1 En Adam bekende Heva, zijn huisvrouw, en zij werd zwanger, en baarde Kain, en zeide: Ik heb een man van de HEERE verkregen!

2 En zij voer voort te baren zijn broeder Habel; en Habel werd een schaapherder, en Kain werd een landbouwer.

3 En het geschiedde ten einde van enige dagen, dat Kain van de vrucht des lands den HEERE offer bracht.

4 En Habel bracht ook van de eerstgeborenen zijner schapen, en van hun vet. En de HEERE zag Habel en zijn offer aan;

5 Maar Kain en zijn offer zag Hij niet aan. Toen ontstak Kain zeer, en zijn aangezicht verviel.

6 En de HEERE zeide tot Kain: Waarom zijt gij ontstoken, en waarom is uw aangezicht vervallen?

7 Is er niet, indien gij weldoet, verhoging? en zo gij niet weldoet, de zonde ligt aan de deur. Zijn begeerte is toch tot u, en gij zult over hem heersen.

8 En Kain sprak met zijn broeder Habel; en het geschiedde, als zij in het veld waren, dat Kain tegen zijn broeder Habel opstond, en sloeg hem dood.

9 En de HEERE zeide tot Kain: Waar is Habel, uw broeder? En hij zeide: Ik weet het niet; ben ik mijns broeders hoeder?

10 En Hij zeide: Wat hebt gij gedaan? daar is een stem des bloeds van uw broeder, dat tot Mij roept van den aardbodem.

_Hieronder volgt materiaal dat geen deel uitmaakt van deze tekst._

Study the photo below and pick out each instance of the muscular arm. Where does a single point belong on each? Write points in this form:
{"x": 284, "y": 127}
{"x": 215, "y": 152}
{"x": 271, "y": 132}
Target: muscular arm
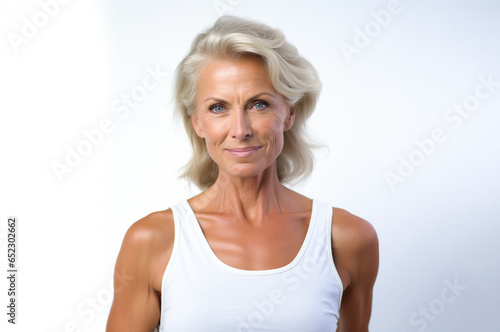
{"x": 356, "y": 256}
{"x": 136, "y": 303}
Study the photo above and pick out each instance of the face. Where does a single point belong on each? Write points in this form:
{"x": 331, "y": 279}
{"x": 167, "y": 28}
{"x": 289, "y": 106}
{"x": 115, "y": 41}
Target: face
{"x": 240, "y": 116}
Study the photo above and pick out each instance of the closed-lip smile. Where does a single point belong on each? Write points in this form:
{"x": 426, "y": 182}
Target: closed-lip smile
{"x": 243, "y": 152}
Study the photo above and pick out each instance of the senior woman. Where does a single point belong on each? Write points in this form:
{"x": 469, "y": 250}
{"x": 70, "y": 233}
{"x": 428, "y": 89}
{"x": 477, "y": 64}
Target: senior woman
{"x": 247, "y": 253}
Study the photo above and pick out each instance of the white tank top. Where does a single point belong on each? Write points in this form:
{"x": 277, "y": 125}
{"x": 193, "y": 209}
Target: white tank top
{"x": 200, "y": 293}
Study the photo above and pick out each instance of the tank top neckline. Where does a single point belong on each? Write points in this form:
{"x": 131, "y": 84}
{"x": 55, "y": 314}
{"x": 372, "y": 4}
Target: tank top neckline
{"x": 219, "y": 262}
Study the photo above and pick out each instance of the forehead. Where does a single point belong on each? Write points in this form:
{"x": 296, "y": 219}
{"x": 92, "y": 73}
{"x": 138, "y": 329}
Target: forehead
{"x": 248, "y": 72}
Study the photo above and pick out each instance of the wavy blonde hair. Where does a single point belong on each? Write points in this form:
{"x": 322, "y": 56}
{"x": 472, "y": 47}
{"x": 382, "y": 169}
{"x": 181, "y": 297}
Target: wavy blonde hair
{"x": 291, "y": 75}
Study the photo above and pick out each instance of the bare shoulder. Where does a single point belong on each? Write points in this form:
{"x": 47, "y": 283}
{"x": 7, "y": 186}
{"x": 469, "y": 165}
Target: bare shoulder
{"x": 355, "y": 247}
{"x": 139, "y": 268}
{"x": 148, "y": 245}
{"x": 156, "y": 226}
{"x": 352, "y": 229}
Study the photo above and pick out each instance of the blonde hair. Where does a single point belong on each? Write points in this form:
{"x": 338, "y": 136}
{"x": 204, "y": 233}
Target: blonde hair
{"x": 291, "y": 75}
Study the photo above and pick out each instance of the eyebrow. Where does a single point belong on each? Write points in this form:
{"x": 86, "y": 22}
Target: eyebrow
{"x": 222, "y": 101}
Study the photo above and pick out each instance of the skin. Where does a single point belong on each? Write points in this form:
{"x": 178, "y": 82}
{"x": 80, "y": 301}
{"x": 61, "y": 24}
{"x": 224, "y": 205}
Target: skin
{"x": 249, "y": 218}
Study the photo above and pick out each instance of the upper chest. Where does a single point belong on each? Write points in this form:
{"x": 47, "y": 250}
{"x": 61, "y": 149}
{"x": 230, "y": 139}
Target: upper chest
{"x": 269, "y": 244}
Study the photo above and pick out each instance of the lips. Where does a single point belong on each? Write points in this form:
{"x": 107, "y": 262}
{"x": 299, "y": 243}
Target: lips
{"x": 243, "y": 152}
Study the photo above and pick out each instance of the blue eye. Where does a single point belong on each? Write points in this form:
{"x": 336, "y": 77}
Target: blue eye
{"x": 217, "y": 108}
{"x": 260, "y": 105}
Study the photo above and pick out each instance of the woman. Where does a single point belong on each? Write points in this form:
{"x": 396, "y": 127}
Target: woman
{"x": 248, "y": 253}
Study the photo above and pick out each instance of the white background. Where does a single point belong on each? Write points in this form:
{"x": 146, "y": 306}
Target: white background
{"x": 437, "y": 226}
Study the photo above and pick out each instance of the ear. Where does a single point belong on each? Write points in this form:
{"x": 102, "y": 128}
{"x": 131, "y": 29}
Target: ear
{"x": 196, "y": 125}
{"x": 290, "y": 118}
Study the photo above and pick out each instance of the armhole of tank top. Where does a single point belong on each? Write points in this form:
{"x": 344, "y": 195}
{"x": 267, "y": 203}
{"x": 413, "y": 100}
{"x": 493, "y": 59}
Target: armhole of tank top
{"x": 329, "y": 223}
{"x": 177, "y": 230}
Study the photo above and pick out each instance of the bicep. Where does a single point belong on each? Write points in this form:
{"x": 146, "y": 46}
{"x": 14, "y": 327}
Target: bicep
{"x": 363, "y": 257}
{"x": 136, "y": 306}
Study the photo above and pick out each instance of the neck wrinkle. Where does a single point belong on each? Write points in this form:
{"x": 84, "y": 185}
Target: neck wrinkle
{"x": 248, "y": 199}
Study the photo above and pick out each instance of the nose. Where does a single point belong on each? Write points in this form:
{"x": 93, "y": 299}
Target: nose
{"x": 240, "y": 125}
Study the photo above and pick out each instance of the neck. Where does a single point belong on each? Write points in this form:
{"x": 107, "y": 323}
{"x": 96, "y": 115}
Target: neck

11 En nu zijt gij vervloekt van den aardbodem, die zijn mond heeft opengedaan, om uws broeders bloed van uw hand te ontvangen.

12 Als gij den aardbodem bouwen zult, hij zal u zijn vermogen niet meer geven; gij zult zwervende en dolende zijn op aarde.

13 En Kain zeide tot den HEERE: Mijn misdaad is groter, dan dat zij vergeven worde.

14 Zie, Gij hebt mij heden verdreven van den aardbodem, en ik zal voor Uw aangezicht verborgen zijn; en ik zal zwervende en dolende zijn op de aarde, en het zal geschieden, dat al wie mij vindt, mij zal doodslaan.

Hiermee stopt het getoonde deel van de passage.